Respect Is a Weak Portrait of the Hellaciously Strong Aretha Franklin

Aretha Franklin was a legend. But the new Franklin biopic, Respect, is a forgettable film that avoids the darker and more difficult parts of her life.

Jennifer Hudson as Aretha Franklin in Respect. (Quantrell D. Colbert / MGM)


Respect, the new biopic of legendary singer and “Queen of Soul” Aretha Franklin is, unfortunately, weak and forgettable. But it’s not the fault of Jennifer Hudson, chosen by Franklin herself to play her. Hudson works hard in the role, though her doe-eyed prettiness and softer vocal style take the edge off Franklin’s persona. The main problem is, even in a genre that’s long since become numbingly formulaic, this biopic plods through a rote narrative and makes Franklin’s life story seem somehow standardized, though it was anything but.

There’s the strangest kind of pussyfooting around the more shocking aspects of Franklin’s young life that one would assume would be the foundation of this movie. We get timid hints, such as the way ten-year-old Aretha (Skye Dakota Turner) is gotten up out of bed by her father, C. L. Franklin (Forest Whitaker), to belt out a song for the entertainment of rowdy (and frisky) party guests. This tame first scene hints at the notoriously orgiastic partying of Aretha’s father — the charismatic celebrity Pastor Franklin of the New Bethel Baptist Church in Detroit. Even Ray Charles, quite a player himself, called the congregation “a sex circus.”

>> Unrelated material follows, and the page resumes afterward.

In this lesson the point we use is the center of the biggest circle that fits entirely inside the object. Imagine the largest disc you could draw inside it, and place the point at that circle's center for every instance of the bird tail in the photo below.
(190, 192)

At his peak in the 1950s, C. L. Franklin’s fame was so great that he commanded $4,000 per appearance at a time when the top act in the nation, Elvis Presley, got $7,500. Prominent black citizens flocked to him. Among his best friends was someone he mentored and supported through the civil rights movement, the Reverend Martin Luther King Jr (“Uncle Martin” to Aretha). Top black entertainers were friends and honorary family to the Franklins.